Я коротко объяснил ему все. Малинин сразу мне не понравился. Все в нем отталкивало, особенно губы его, налитые кровью, которые были в постоянном движении: то сжимались, то растягивались, как лекарские пиявки. Выслушав меня, он скорчил кислую физиономию и всем своим видом показал, что не имеет никакого желания ехать куда-либо в такую погоду. В это время небо как раз будто прорвало и пошел оглушительный плотный ливень. Мы стояли с ним у окна, и было видно, как за дождевой стеной почти исчезли и забор, и заросли бузины и как шевелилась от капель размокшая земля на дворе. От ударов грома звенели стекла.
– Долг есть долг, – вздохнул Малинин. – Оставьте адрес. Сейчас поужинаю и приеду.
Я вскочил в коляску, и мы тронулись сквозь густой, шумный водопад. По поднятому верху колотило, как по барабану. Несмотря на застегнутую полость, дождевые потоки заливали меня. Извозчик, которого я подбодрил еще рублем, совершенно промок и пел что-то, стараясь перекричать грозу. При этом он нещадно сек свою грязную лошадь, у которой по крупу бегали фонтанчики от капель. По улицам с Воскресенской в сторону Булака неслись потоки воды. Мы спустились к Черному озеру. По поверхности его вспыхивали трещины отражавшихся молний.

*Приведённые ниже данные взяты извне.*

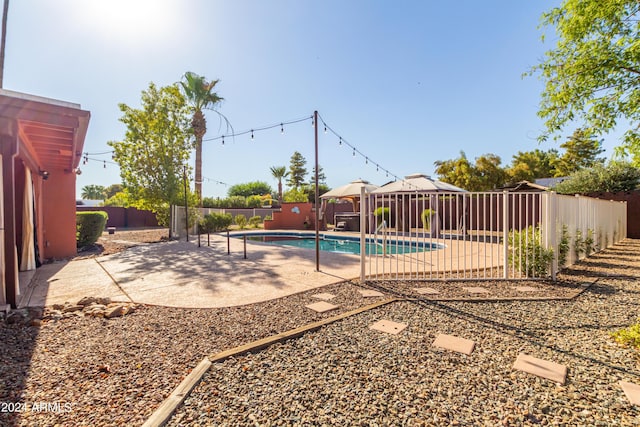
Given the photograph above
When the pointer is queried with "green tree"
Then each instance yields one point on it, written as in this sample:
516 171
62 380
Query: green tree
154 150
255 188
295 195
279 172
459 172
489 172
112 190
310 190
297 170
531 165
93 192
615 176
581 152
592 73
120 199
322 178
200 93
486 174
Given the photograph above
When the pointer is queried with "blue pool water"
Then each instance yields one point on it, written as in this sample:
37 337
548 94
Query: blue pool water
333 243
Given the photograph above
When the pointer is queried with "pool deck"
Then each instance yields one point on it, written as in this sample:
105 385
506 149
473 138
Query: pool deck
181 274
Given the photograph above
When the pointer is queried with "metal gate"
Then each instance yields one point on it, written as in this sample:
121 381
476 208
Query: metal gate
481 235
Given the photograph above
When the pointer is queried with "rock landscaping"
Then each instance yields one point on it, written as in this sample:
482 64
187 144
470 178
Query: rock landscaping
103 371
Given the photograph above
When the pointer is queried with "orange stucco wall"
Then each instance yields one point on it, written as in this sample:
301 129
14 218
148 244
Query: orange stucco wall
59 215
292 217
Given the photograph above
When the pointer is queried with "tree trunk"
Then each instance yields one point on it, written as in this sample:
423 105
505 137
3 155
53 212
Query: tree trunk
4 40
198 183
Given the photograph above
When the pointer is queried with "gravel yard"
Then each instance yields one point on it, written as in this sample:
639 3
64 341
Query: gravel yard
93 371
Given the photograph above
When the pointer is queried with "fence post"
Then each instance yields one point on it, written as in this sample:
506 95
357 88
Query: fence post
552 215
505 233
245 246
364 207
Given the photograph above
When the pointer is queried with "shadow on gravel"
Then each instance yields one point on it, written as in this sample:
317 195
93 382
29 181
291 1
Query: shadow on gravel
17 343
586 271
532 336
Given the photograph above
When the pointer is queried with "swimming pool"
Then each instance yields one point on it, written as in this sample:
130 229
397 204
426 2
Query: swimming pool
336 244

Меня встретил литвин, которому я отдал сушить мой мокрый сюртук.
– Ну что, как он? – спросил я.
– Все то же, – прошепелявил в ответ. Он был в бухарском халате, в турецких тапках с гнутыми носами и с сеточкой на прилизанной голове.
Я подошел к комнате Ситникова и чуть приоткрыл дверь. Степан Иванович лежал в полумраке с закрытыми глазами, дыхание его было прерывисто, руки вздрагивали. Оставив дверь приоткрытой, я принялся шагать по гостиной. За окном лило не переставая. Под порывами ветра капли сыпали по стеклам градом. Литвин внес шандал с тремя свечами. От их пламени в комнате стало еще темнее.
Наконец, когда гроза немного утихла, послышалось, как к переднему крыльцу подъехала коляска. Кто-то резко задергал ручку звонка. Литвин открыл. На лестнице раздались быстрые шаги, и в комнату ворвалась Екатерина Алексеевна. Она сбросила дождевую накидку прямо на пол. Сорвала перчатки и швырнула их не глядя. Дождь успел намочить ее, мокрые волосы спадали на лоб, по лицу стекали капли.